Advertising Interviews

Satyajit Sen

CEO, India | 12 Apr 2013

The readers are heading towards a zone of content and zone of information not necessarily bound by traditional vehicles. Readers are continuing to consume content, but their format is changing from access A to B. Hence, my feeling is that it is the peripheral people who had came in, who are dropping out, because the value that they were getting earlier because of some promotional activities are no longer available.

Satyajit Sen has been associated with ZenithOptimedia for the last eight years. He joined the agency as Executive Vice President and was later elevated to CEO, India in November 2009. A graduate from University of Calcutta, Sen is a media veteran with experience spanning more than 30 years.

In conversation with exchange4media's Abid Hasan, Sen speaks at length about readership issues in print, performance of regional media, impact of digital on print and more...

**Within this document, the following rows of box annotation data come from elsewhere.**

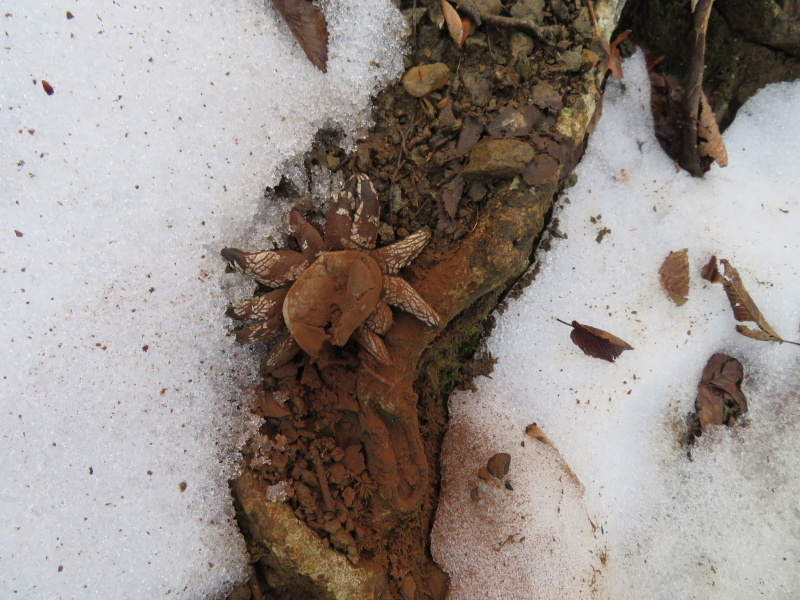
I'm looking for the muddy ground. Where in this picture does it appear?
[225,0,800,600]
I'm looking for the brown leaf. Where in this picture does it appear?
[697,92,728,167]
[658,248,689,306]
[606,29,631,79]
[272,0,328,73]
[719,258,782,340]
[557,319,633,362]
[700,256,724,283]
[736,325,780,343]
[441,0,471,48]
[693,354,747,435]
[486,452,511,479]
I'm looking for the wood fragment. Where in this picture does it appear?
[680,0,714,177]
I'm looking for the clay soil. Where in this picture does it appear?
[225,0,800,600]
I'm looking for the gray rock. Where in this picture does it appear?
[461,70,492,107]
[464,138,536,180]
[714,0,800,56]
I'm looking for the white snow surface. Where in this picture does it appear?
[0,0,402,599]
[433,55,800,600]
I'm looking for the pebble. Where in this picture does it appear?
[464,138,536,180]
[486,452,511,479]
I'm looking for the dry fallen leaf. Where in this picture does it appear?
[701,256,800,346]
[736,325,784,345]
[719,258,781,339]
[693,354,747,436]
[697,92,728,167]
[272,0,328,73]
[441,0,470,48]
[606,29,631,79]
[700,256,723,283]
[556,319,633,362]
[658,248,689,306]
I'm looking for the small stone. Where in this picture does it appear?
[471,0,503,15]
[400,576,418,600]
[581,48,600,69]
[486,106,532,138]
[461,70,493,107]
[550,0,569,23]
[328,462,347,487]
[322,519,342,535]
[511,0,544,23]
[464,139,536,180]
[403,63,450,98]
[531,83,564,112]
[486,452,511,479]
[292,481,317,510]
[572,6,594,40]
[378,223,394,244]
[508,31,534,63]
[467,181,488,202]
[331,521,356,550]
[522,154,561,185]
[469,485,481,502]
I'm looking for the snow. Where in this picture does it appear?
[433,55,800,600]
[0,0,402,598]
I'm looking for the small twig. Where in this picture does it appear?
[585,0,600,38]
[680,0,714,177]
[389,116,424,214]
[314,458,336,511]
[481,13,563,46]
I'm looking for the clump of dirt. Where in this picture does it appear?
[232,0,620,600]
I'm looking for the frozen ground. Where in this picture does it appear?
[0,0,401,598]
[433,52,800,600]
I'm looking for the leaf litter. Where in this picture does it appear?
[556,319,633,362]
[272,0,328,73]
[700,256,800,346]
[658,248,689,306]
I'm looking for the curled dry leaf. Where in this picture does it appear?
[441,0,471,48]
[700,256,723,283]
[719,258,781,339]
[701,256,800,346]
[692,354,747,436]
[556,319,633,362]
[272,0,328,73]
[697,92,728,167]
[658,248,689,306]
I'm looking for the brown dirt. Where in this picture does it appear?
[220,0,744,600]
[223,0,795,600]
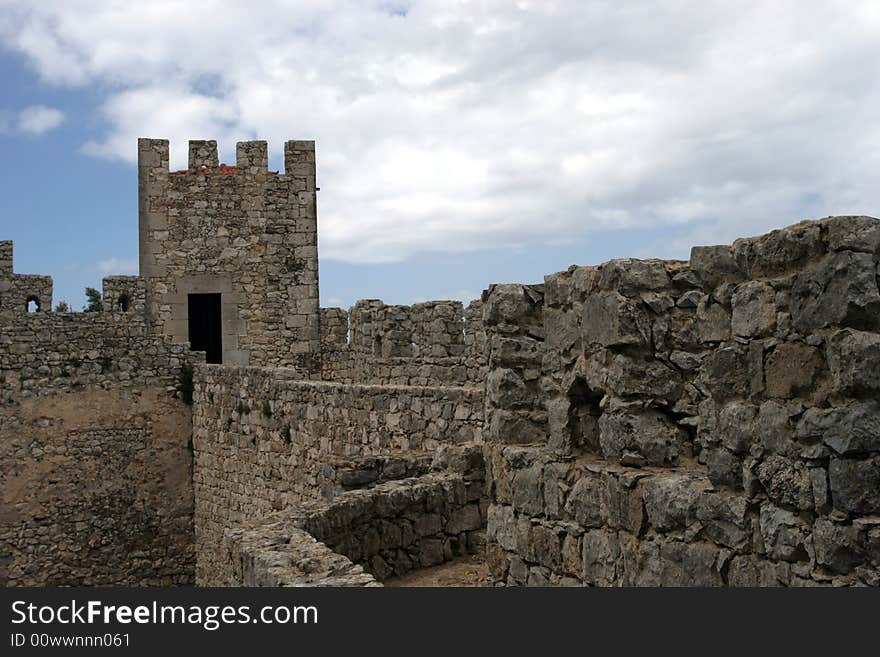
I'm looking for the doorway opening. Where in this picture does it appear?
[188,293,223,363]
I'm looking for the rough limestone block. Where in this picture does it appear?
[828,456,880,513]
[642,474,709,532]
[599,409,687,465]
[581,292,650,347]
[797,400,880,455]
[764,342,823,399]
[813,518,866,574]
[757,454,813,511]
[690,245,742,289]
[599,258,670,296]
[733,222,825,278]
[731,281,776,338]
[828,329,880,396]
[791,251,880,334]
[760,503,809,562]
[822,217,880,254]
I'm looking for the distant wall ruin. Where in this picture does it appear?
[485,217,880,586]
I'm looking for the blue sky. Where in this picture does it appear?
[0,0,880,308]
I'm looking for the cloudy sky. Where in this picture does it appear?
[0,0,880,306]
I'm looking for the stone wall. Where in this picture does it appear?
[193,365,483,584]
[0,240,52,321]
[0,277,196,586]
[485,217,880,586]
[138,139,320,368]
[320,299,487,387]
[224,466,486,586]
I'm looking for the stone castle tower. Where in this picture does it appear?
[138,139,320,373]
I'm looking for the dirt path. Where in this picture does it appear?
[382,555,489,587]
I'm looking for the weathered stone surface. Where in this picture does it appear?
[813,518,865,573]
[690,246,742,288]
[797,401,880,454]
[828,456,880,513]
[696,492,752,550]
[764,342,823,399]
[822,217,880,254]
[757,454,813,511]
[733,221,824,277]
[760,504,809,561]
[643,474,707,532]
[699,346,749,402]
[731,281,776,337]
[696,297,731,342]
[727,555,790,587]
[599,410,687,465]
[607,354,681,401]
[581,291,650,347]
[483,284,537,326]
[599,258,670,296]
[791,251,880,333]
[486,368,531,408]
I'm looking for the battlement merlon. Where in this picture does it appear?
[0,240,13,276]
[138,137,315,176]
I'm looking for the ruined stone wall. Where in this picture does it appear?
[485,217,880,586]
[0,240,52,321]
[138,139,320,376]
[224,462,486,586]
[320,299,487,388]
[0,277,195,586]
[193,365,483,584]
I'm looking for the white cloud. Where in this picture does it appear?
[97,256,138,276]
[0,0,880,262]
[413,290,480,306]
[17,105,64,136]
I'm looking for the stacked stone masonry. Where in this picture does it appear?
[321,299,486,387]
[193,366,483,584]
[0,139,880,586]
[0,266,197,586]
[485,217,880,586]
[224,458,486,586]
[138,139,320,376]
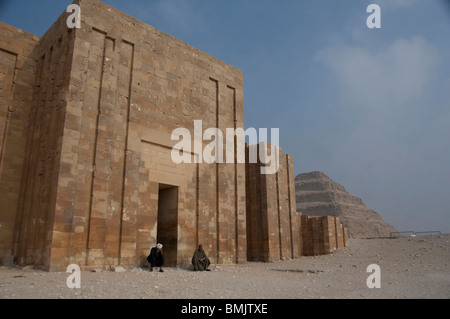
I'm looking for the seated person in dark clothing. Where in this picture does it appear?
[192,245,211,271]
[147,244,164,272]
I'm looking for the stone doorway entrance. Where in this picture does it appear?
[157,184,178,266]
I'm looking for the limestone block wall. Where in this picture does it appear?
[301,216,348,256]
[246,143,301,262]
[7,10,74,268]
[33,0,247,269]
[0,22,39,264]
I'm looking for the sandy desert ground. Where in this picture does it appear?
[0,235,450,299]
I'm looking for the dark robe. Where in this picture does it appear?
[192,249,211,271]
[147,247,164,268]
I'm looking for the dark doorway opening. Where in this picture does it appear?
[157,184,178,266]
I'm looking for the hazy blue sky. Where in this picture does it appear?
[0,0,450,233]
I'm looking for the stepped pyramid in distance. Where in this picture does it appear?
[295,172,397,238]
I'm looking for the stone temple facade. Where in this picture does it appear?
[0,0,348,271]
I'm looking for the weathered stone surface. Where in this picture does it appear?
[295,172,396,238]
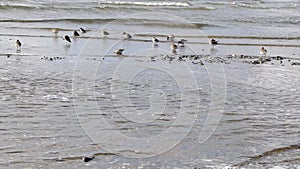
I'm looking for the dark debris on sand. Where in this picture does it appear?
[150,54,300,66]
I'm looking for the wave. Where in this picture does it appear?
[99,1,191,7]
[0,4,41,10]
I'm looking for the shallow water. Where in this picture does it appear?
[0,0,300,169]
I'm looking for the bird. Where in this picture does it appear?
[82,156,95,163]
[79,28,86,34]
[123,32,132,39]
[152,36,159,43]
[52,28,58,34]
[63,35,72,46]
[210,39,218,45]
[177,40,184,47]
[15,39,22,51]
[170,43,178,50]
[101,30,109,36]
[167,34,175,41]
[260,47,268,56]
[73,31,80,36]
[114,48,124,55]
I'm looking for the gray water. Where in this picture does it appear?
[0,0,300,169]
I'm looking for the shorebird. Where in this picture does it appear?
[63,35,72,46]
[73,31,80,36]
[167,34,175,41]
[52,28,59,34]
[82,156,95,163]
[260,47,268,56]
[177,40,184,47]
[123,32,132,39]
[152,36,159,43]
[101,30,109,36]
[15,39,22,51]
[170,43,178,50]
[210,39,218,45]
[79,28,86,33]
[114,49,124,55]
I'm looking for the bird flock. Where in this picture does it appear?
[15,28,267,60]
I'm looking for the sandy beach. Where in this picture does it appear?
[0,0,300,169]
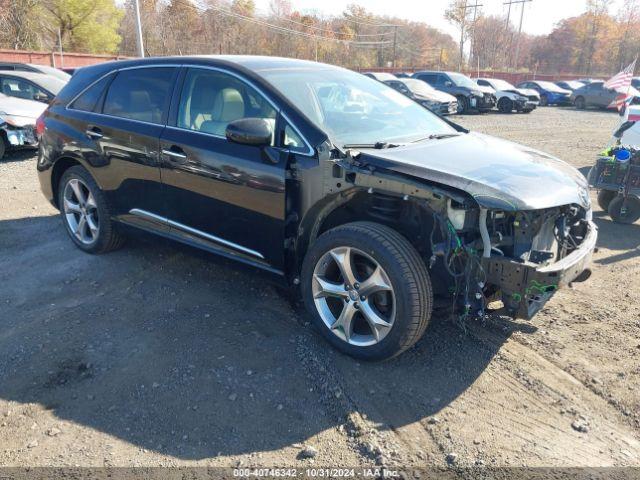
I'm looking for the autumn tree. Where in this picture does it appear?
[41,0,123,53]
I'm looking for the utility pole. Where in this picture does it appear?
[504,0,533,69]
[58,28,64,67]
[393,25,398,68]
[458,0,484,71]
[134,0,144,57]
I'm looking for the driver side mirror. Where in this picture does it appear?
[33,93,49,103]
[225,118,273,147]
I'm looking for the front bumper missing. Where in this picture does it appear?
[482,221,598,320]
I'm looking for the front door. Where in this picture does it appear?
[160,67,286,271]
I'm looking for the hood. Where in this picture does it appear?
[358,133,590,211]
[415,90,456,103]
[0,94,47,123]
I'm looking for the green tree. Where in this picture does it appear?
[43,0,124,53]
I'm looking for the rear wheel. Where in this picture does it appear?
[609,195,640,223]
[498,97,513,113]
[58,165,123,253]
[598,190,618,212]
[302,222,433,360]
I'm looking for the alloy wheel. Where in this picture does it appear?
[312,247,396,347]
[63,178,100,245]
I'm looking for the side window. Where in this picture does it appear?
[103,67,175,124]
[282,124,307,153]
[0,77,49,101]
[177,68,276,141]
[69,75,112,112]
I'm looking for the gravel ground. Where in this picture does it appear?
[0,108,640,468]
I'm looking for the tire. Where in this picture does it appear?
[456,95,470,115]
[598,190,618,212]
[498,97,513,113]
[301,222,433,360]
[58,165,124,253]
[608,195,640,224]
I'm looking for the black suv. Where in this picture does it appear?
[37,57,596,359]
[413,71,496,113]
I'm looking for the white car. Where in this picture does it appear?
[476,78,540,113]
[0,93,47,159]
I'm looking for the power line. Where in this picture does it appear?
[174,0,392,46]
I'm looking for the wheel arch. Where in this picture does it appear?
[51,155,97,208]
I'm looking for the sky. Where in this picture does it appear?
[255,0,620,38]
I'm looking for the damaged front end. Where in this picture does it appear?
[430,202,597,319]
[338,146,597,319]
[0,114,38,155]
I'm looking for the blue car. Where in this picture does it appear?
[517,80,571,107]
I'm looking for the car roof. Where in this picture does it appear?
[0,70,66,95]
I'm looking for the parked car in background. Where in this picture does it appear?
[0,62,71,82]
[476,78,540,113]
[364,72,396,82]
[0,93,47,159]
[0,70,67,103]
[384,78,458,115]
[517,80,571,107]
[36,56,597,360]
[571,80,640,110]
[556,80,586,92]
[412,71,496,113]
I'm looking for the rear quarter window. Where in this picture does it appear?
[69,75,113,112]
[102,67,176,124]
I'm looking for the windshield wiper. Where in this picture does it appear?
[342,142,404,150]
[411,133,460,143]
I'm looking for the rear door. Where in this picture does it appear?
[84,66,178,230]
[161,67,287,271]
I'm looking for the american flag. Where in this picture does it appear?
[603,57,638,91]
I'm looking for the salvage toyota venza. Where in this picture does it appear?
[38,57,596,359]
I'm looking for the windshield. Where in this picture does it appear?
[489,78,516,90]
[538,82,564,92]
[260,68,456,146]
[400,78,436,96]
[448,73,478,90]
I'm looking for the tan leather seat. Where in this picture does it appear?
[199,88,244,136]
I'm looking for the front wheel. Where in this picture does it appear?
[58,165,123,253]
[301,222,433,360]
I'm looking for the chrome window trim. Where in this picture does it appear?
[64,63,315,157]
[129,208,264,260]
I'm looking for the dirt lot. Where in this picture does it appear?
[0,108,640,473]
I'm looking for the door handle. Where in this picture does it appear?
[84,127,103,140]
[162,145,187,163]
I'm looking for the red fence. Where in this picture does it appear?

Q. IRS data for the last three quarters has shown an average decline in readership of regional dailies even as the revenue is witnessing growth. What is your view on this?

Regional print is faced with a situation where it is growing on the revenue side, but not on the readership side. There are multiple reasons for this degrowth; firstly, inflation is at an all time high across the hinterland. Hence, people who had moved to reading newspapers regularly in the recent past owing to increased affordability may have started lapsing again. Moreover, newspapers have been able to push in more pricing-led interventions in the past to get more readers.

Given the margin squeeze across the industry, the promotional incentives for readers might have been modified, leading to a drop in readers.

We need to explore whether this drop in readership is induced owing to reduced secondary sale of newspapers to readers and whether the same could be triggered by reduction in advertising volumes as well as subscription revenues.

In order to engage with readers, apart from the usual initiatives publishers should engage the readers with subscription initiatives as that is the key.

Q. How do you see digital as platform for consuming content? Do you think digital is eating into the print pie in recent times for consuming content?

So much information is available today on digital and people turn to digital to get frequent updates, thus there is a huge opportunity to revalidate what you do. Digital is an inevitable reference point, which gives a lot of power in decision making in everyday life today.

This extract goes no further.